Semporna Professional Divers Association president Abdul Razak Ismail said a recent tagging process held in Mabul waters involved the same technique of using lift bag to bring out turtles from the sea to the surface for the same purpose that was carried out a few years ago.
“One of us had taken part in the research work a few years ago and took a video of the process.
“The footage showed a group of divers taking those turtles from water to surface (to be tagged on the boat) using a lift bag.
“For human, when they go diving, it is life threatening to shoot up to the water surface from underneath due to the effects of drastic change in pressure to body functions.
“It could be the same for those turtles,” he said in a statement yesterday.
Abdul Razak said dive masters and instructors in Mabul had also recently found dead turtles with rope tied around them, but were unsure whether it is related to research or any illegal capture of the species.

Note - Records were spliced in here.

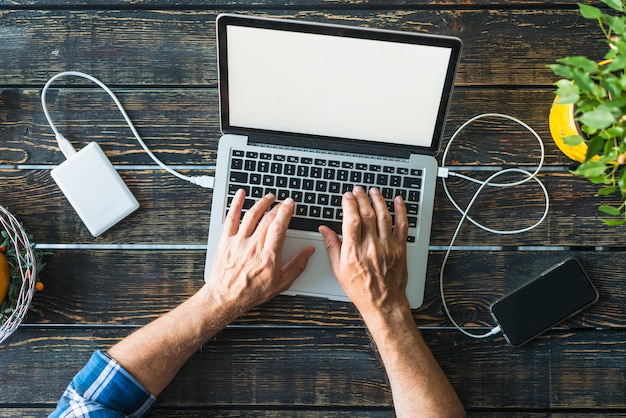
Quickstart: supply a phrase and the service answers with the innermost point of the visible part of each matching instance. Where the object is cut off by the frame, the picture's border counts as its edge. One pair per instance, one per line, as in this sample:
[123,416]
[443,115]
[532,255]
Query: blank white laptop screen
[350,84]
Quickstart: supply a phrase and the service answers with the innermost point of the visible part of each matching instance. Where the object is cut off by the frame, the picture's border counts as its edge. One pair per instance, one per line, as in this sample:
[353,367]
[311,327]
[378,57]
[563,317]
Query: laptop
[308,110]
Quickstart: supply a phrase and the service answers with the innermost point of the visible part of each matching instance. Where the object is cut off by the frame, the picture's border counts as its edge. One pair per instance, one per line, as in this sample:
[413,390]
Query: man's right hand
[370,263]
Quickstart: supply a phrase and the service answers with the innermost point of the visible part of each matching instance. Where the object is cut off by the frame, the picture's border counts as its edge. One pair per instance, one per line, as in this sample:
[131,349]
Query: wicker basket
[23,262]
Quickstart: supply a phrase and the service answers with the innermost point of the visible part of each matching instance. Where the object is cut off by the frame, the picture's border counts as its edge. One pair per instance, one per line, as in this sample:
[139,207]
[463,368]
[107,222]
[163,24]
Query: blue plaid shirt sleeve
[104,389]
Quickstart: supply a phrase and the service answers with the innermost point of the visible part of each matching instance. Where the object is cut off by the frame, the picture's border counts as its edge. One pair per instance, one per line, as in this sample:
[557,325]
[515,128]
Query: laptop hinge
[330,145]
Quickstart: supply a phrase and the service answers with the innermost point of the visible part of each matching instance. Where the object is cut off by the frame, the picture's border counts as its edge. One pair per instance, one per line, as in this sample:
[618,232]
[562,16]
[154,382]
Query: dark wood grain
[245,367]
[132,287]
[295,356]
[129,47]
[165,200]
[181,126]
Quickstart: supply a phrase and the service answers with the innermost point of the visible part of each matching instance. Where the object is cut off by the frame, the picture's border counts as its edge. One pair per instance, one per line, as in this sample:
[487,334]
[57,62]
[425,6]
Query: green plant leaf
[616,23]
[603,179]
[614,4]
[618,64]
[561,70]
[589,12]
[583,81]
[598,119]
[610,210]
[573,140]
[614,86]
[567,92]
[590,169]
[604,191]
[614,222]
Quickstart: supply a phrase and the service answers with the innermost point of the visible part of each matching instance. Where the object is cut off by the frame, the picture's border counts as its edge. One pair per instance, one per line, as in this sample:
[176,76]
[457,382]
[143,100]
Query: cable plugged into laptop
[445,172]
[68,150]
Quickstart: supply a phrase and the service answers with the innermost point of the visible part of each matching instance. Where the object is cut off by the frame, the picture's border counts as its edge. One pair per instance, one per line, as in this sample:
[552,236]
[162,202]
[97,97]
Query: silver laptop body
[323,107]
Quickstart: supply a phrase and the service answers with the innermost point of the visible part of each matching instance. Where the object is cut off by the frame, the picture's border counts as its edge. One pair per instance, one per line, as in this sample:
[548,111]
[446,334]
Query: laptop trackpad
[317,279]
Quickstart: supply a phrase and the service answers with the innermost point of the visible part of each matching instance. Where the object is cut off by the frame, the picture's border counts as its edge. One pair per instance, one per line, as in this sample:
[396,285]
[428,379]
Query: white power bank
[94,189]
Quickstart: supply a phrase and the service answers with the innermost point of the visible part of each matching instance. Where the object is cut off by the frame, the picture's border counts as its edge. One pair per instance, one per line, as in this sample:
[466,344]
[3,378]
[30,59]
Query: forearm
[419,386]
[156,352]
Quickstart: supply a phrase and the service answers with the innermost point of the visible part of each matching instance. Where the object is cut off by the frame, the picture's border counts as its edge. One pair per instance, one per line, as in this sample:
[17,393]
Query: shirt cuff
[105,383]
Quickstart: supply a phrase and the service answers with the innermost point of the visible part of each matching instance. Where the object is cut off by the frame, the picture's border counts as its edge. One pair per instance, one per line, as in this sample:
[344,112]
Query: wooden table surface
[294,356]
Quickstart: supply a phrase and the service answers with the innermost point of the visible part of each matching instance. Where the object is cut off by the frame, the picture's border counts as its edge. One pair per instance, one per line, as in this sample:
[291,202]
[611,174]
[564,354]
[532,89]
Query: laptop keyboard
[317,183]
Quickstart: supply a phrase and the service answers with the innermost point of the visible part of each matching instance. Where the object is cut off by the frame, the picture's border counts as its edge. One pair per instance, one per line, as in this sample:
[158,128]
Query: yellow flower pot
[562,125]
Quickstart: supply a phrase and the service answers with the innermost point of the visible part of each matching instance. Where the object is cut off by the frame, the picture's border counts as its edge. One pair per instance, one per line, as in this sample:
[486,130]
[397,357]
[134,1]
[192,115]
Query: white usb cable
[68,150]
[445,172]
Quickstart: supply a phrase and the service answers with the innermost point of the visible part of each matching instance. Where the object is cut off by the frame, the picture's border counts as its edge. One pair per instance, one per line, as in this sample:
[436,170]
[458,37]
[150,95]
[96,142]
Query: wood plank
[285,368]
[181,125]
[34,198]
[167,4]
[127,287]
[177,47]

He said that regular divers in Mabul also noticed that turtles at the dive sites were no longer as “friendly” to divers as they were used to be but actually feared the presence of humans.
“Unlike those researchers who do their studies twice a year, they might not be aware of behavioural changes to those turtles.
“For those who dive here everyday, they realise that those turtles will swim away from human while the number of turtles has started to decline,” said Abdul Razak.
Abdul Razak also slammed the annual turtle marking activity in conjunction with Mabul Turtle Week that was held on April 29 to May 2.
He said that each time the program was held, the number of turtles would drop drastically for several weeks and they believed this was due to the harassment from turtle marking activities.
The association also questioned how would this yearly activity help protect and increase the number of turtles in its waters.
“Is the program with collaboration with local public higher education institution as an annual ‘one off’ program that seeks to profit from the sales package of volunteers?
“We have voiced this concern especially the methods used which can threaten marine life,” he said.
Abdul Razak also claimed that the association had received numerous concerns from the public including video clips of dead turtle with a rope still tied on its body.
“Are these dead turtles caused by such activity reported to the authorities? Turtles are fully protected species under the wildlife enactment and any activity that carries death to these turtles is a violation of the law.
“Disruption to this marine life can affect the tourism industry as turtles around the island are famous for its unique beauty.
“This gives travellers a chance to photograph with a turtle and this is one of the main attractions why Mabul is famous for diving.
“If such tagging activity continues without any concern to the safety of turtles, we will soon see a decline of turtle in our waters,” he said.
Meanwhile, Marine Research Foundation executive director Dr Nicolas J Pilche also backed the association’s concern by describing the lift bag method as actually fatal to the turtles.
“There is plenty of evidence and scientific literature that points to the method used can cause decompression sickness whereby the ‘bubbles’ or gas could not be released from the body.
“To ensure the turtle won’t be harmed or in danger, my suggestion is to bring the turtles slowly to the surface so they will not get the bends,” said Pilche who has been working on the species for 30 years.